9. The adaptive generation method for software test cases based on an AI model according to claim 2, characterized in that, The process of performing semantic parsing and structured representation of requirements also includes: Semantic role labeling and rule template matching are used to identify semantic phrases, extract entities and numerical ranges from constraints, and represent constraints as structured expressions containing constraint variables, operators and constraint values. Perform topological sorting and hierarchical partitioning on the demand semantic graph, assign a unique identifier to each node in the graph, and establish a node index.
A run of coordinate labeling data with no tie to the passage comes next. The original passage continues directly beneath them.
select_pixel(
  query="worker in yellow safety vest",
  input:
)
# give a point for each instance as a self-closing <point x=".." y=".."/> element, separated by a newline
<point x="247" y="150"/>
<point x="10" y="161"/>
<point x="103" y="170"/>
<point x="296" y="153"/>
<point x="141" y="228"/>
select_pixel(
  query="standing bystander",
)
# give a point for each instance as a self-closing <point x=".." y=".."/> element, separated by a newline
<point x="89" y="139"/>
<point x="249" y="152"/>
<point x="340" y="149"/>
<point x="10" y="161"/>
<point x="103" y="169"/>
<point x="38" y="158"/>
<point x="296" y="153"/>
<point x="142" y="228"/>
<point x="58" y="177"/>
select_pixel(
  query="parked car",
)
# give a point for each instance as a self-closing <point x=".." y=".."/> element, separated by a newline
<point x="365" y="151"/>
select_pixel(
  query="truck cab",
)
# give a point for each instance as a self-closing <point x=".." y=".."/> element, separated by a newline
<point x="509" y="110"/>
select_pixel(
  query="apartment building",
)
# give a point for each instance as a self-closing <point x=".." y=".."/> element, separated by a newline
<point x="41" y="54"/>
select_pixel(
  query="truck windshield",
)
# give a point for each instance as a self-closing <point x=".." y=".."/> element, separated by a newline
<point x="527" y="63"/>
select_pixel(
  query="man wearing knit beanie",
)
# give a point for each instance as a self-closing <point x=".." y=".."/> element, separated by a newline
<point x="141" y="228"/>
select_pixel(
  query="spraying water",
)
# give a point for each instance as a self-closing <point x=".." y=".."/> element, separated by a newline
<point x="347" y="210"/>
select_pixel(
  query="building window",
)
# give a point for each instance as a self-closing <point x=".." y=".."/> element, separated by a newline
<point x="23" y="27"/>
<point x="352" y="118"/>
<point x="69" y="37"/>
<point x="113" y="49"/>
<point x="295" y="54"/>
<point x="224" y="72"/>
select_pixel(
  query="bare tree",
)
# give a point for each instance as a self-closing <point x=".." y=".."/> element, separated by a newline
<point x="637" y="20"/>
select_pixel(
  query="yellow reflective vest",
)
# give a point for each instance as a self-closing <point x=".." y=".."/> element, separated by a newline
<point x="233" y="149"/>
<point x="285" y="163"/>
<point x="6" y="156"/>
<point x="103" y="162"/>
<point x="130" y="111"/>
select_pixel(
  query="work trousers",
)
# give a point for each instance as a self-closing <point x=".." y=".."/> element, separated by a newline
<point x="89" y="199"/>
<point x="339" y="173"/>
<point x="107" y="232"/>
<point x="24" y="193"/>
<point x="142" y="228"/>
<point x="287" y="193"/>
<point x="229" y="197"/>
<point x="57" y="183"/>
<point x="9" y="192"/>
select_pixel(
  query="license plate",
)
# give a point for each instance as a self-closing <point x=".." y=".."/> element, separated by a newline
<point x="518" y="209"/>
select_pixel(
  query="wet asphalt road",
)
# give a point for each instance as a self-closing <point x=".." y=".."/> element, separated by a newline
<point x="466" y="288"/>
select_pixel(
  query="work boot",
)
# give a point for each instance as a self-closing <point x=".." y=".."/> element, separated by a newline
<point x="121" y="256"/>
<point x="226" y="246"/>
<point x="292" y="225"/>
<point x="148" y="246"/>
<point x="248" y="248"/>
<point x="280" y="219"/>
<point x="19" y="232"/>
10. An adaptive software test case generation system based on an AI model, characterized in that, An adaptive software test case generation method based on an AI model, as described in any one of claims 1-9, comprises: The requirements parsing module is used to obtain the original requirements document, perform requirements semantic parsing and structured representation, and obtain the requirements semantic graph. The code analysis module is used to acquire software source code, perform code analysis and multi-dimensional feature extraction, and obtain a code semantic feature map. The knowledge graph construction module performs semantic similarity calculation and graph alignment based on the requirement semantic graph and the code semantic feature graph to obtain the requirement-code mapping relationship; it acquires historical test case data and performs entity linking and association analysis in combination with the requirement-code mapping relationship to obtain the test knowledge graph; The scene recognition module, based on the test knowledge graph, identifies test scenes and prioritizes them to obtain a test scene priority list. The test case generation module generates test cases based on the test scenario priority list and the test knowledge graph, resulting in a test case set. The test case optimization module is used to perform quality assessment on the test case set, remove redundant test cases and add missing test cases to obtain an optimized test case set; The strategy update module evaluates the performance of test cases from multiple dimensions and continuously optimizes them based on the optimized test case set, resulting in an updated test case generation strategy.